ニューヨーク近代美術館のインスタグラム(themuseumofmodernart) - 7月10日 06時28分
In #JuanDowney’s “Map of America,” swirls of color replace national borders and project the artist’s hopefulness about the potential of networked communication—what the artist called “invisible architecture”—to overcome the political and geographic separation of people across the Americas.
Downey created this drawing in conjunction with a road trip from New York to the southern tip of Latin America, during which he filmed videos of and alongside different communities that he then “played back in different villages,” to share information and create cultural bridges. Downey later combined his video footage to create the 1976 installation “Video Trans America.”

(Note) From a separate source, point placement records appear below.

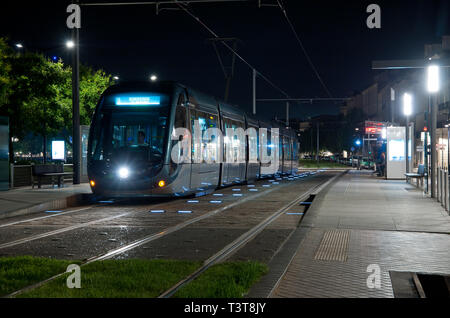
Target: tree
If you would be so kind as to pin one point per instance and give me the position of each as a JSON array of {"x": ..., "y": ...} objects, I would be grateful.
[
  {"x": 5, "y": 68},
  {"x": 36, "y": 94}
]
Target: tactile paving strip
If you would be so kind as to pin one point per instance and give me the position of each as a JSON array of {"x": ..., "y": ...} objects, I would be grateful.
[{"x": 334, "y": 246}]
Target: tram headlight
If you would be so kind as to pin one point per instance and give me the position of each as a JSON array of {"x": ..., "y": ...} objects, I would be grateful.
[{"x": 123, "y": 172}]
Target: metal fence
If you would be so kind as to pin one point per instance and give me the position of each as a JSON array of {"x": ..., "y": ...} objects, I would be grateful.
[{"x": 442, "y": 188}]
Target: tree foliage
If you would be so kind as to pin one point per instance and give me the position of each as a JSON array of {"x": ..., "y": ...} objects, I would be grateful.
[{"x": 36, "y": 93}]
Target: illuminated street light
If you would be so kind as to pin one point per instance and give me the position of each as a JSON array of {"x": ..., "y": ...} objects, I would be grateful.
[
  {"x": 433, "y": 79},
  {"x": 433, "y": 88},
  {"x": 407, "y": 110},
  {"x": 407, "y": 104}
]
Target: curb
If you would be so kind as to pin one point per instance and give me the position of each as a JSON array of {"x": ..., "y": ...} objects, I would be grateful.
[
  {"x": 280, "y": 262},
  {"x": 70, "y": 201}
]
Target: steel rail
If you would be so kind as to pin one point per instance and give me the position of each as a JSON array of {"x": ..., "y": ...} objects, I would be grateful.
[{"x": 146, "y": 239}]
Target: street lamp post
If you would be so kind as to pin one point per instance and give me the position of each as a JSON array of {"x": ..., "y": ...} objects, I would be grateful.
[
  {"x": 433, "y": 88},
  {"x": 74, "y": 44},
  {"x": 407, "y": 110}
]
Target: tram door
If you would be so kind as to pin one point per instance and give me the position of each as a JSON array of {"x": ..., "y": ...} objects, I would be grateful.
[
  {"x": 204, "y": 173},
  {"x": 183, "y": 178}
]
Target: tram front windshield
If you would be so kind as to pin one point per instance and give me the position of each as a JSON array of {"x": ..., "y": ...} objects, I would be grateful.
[{"x": 130, "y": 135}]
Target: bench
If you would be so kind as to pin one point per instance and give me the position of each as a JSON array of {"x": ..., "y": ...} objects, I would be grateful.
[
  {"x": 53, "y": 171},
  {"x": 419, "y": 175}
]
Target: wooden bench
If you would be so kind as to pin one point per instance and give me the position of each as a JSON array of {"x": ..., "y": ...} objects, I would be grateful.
[
  {"x": 419, "y": 175},
  {"x": 53, "y": 171}
]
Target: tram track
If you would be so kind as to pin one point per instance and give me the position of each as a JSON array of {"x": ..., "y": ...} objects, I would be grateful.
[
  {"x": 130, "y": 246},
  {"x": 117, "y": 251}
]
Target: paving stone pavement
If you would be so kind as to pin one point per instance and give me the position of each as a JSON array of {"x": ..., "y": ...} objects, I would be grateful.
[{"x": 389, "y": 226}]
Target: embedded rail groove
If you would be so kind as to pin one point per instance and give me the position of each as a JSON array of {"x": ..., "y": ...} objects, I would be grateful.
[{"x": 148, "y": 238}]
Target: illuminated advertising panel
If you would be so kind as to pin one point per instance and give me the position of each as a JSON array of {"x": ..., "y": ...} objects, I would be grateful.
[
  {"x": 58, "y": 150},
  {"x": 395, "y": 156}
]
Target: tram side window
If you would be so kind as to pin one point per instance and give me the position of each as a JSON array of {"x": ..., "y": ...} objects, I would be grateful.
[{"x": 253, "y": 145}]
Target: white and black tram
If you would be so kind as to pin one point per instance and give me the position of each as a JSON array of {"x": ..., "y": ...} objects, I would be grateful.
[{"x": 130, "y": 142}]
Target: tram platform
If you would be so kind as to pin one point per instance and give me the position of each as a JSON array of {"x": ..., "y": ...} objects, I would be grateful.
[
  {"x": 22, "y": 201},
  {"x": 359, "y": 226}
]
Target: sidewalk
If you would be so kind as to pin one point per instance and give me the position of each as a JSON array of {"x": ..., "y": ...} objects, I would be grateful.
[
  {"x": 26, "y": 200},
  {"x": 361, "y": 220}
]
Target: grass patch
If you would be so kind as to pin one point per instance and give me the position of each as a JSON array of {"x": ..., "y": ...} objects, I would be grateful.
[
  {"x": 22, "y": 271},
  {"x": 133, "y": 278},
  {"x": 225, "y": 280},
  {"x": 308, "y": 163}
]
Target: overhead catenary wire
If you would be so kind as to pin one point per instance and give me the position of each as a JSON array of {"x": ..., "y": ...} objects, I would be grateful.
[
  {"x": 283, "y": 9},
  {"x": 183, "y": 7}
]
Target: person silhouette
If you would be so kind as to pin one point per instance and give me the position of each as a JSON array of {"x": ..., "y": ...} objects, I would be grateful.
[{"x": 141, "y": 139}]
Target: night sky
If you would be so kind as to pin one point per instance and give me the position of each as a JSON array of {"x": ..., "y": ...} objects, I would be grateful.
[{"x": 133, "y": 42}]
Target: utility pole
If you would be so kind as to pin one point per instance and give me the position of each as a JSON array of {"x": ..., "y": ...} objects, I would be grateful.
[
  {"x": 317, "y": 154},
  {"x": 287, "y": 114},
  {"x": 432, "y": 81},
  {"x": 76, "y": 142},
  {"x": 407, "y": 144},
  {"x": 254, "y": 92},
  {"x": 433, "y": 100}
]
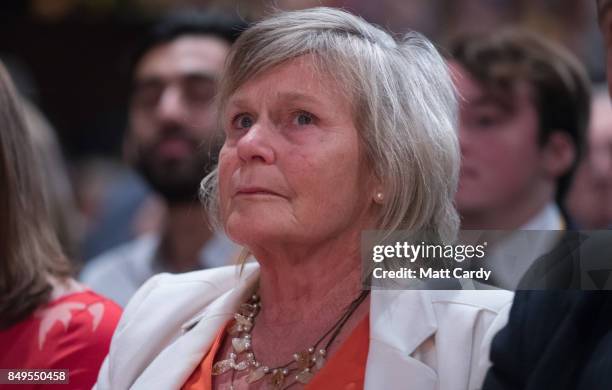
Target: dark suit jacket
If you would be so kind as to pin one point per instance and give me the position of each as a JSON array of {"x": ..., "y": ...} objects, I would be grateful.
[{"x": 557, "y": 339}]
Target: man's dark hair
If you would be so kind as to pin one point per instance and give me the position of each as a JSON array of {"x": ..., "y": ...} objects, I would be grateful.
[
  {"x": 559, "y": 83},
  {"x": 187, "y": 22}
]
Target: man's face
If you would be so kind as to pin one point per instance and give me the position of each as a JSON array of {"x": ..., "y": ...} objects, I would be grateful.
[
  {"x": 173, "y": 131},
  {"x": 605, "y": 23},
  {"x": 501, "y": 158}
]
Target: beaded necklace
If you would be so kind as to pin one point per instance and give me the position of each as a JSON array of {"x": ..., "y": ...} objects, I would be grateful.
[{"x": 300, "y": 369}]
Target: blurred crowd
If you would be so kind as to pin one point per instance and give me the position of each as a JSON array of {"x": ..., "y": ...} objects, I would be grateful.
[
  {"x": 535, "y": 124},
  {"x": 102, "y": 202}
]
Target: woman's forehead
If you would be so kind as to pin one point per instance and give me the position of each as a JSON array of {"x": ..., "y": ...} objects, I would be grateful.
[{"x": 300, "y": 79}]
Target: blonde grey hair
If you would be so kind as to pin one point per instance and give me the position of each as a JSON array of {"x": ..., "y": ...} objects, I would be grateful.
[{"x": 402, "y": 97}]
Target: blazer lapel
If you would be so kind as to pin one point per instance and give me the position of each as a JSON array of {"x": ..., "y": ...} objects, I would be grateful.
[
  {"x": 400, "y": 321},
  {"x": 172, "y": 367}
]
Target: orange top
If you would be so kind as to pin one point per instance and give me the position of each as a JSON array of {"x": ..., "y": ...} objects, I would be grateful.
[{"x": 345, "y": 370}]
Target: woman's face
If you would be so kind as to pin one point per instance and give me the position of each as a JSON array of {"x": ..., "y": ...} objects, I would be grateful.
[{"x": 291, "y": 169}]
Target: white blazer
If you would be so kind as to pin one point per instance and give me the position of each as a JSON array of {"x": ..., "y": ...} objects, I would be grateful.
[{"x": 419, "y": 340}]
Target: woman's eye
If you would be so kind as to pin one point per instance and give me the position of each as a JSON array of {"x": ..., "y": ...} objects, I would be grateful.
[
  {"x": 303, "y": 118},
  {"x": 243, "y": 121}
]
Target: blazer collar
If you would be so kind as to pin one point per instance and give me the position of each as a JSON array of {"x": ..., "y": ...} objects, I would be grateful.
[
  {"x": 400, "y": 321},
  {"x": 172, "y": 367}
]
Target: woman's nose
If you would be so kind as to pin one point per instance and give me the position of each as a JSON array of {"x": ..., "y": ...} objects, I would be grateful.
[{"x": 257, "y": 144}]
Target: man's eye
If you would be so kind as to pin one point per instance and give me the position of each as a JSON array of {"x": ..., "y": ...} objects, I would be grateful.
[
  {"x": 243, "y": 121},
  {"x": 303, "y": 119}
]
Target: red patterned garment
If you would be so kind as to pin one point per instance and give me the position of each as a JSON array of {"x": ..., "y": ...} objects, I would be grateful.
[{"x": 71, "y": 332}]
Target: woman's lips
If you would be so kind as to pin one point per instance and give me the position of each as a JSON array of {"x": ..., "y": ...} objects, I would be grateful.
[{"x": 251, "y": 191}]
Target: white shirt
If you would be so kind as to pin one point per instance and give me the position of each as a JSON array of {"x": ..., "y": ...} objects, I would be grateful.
[
  {"x": 118, "y": 273},
  {"x": 510, "y": 258},
  {"x": 419, "y": 340}
]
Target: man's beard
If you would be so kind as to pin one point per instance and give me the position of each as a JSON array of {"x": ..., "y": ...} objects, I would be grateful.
[{"x": 178, "y": 180}]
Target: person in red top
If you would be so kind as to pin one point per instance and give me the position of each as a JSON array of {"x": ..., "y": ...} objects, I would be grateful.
[{"x": 47, "y": 319}]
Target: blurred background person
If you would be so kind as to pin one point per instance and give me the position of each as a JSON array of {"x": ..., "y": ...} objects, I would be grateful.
[
  {"x": 558, "y": 340},
  {"x": 173, "y": 140},
  {"x": 524, "y": 108},
  {"x": 47, "y": 319},
  {"x": 589, "y": 201},
  {"x": 524, "y": 111},
  {"x": 332, "y": 127}
]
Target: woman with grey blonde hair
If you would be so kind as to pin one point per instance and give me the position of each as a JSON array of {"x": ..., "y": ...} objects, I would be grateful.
[
  {"x": 48, "y": 321},
  {"x": 332, "y": 128}
]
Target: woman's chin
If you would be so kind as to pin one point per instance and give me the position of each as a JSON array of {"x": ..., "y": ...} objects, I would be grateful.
[{"x": 253, "y": 233}]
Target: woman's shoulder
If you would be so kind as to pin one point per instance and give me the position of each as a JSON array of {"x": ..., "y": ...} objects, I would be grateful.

Optimistic about the potential of technology to connect geographically isolated people, in this drawing Downey uses the map as a site for projecting his idealistic vision of a borderless America, one unified by the movement of people and the electromagnetic waves which carry their stories on video.
Explore how five artists push the boundaries of map-making at the link in our bio.
---
[Juan Downey. Map of America. 1975. Colored pencil, pencil, and acrylic on map on board. © 2020 Juan Downey / Artists Rights Society (ARS), New York]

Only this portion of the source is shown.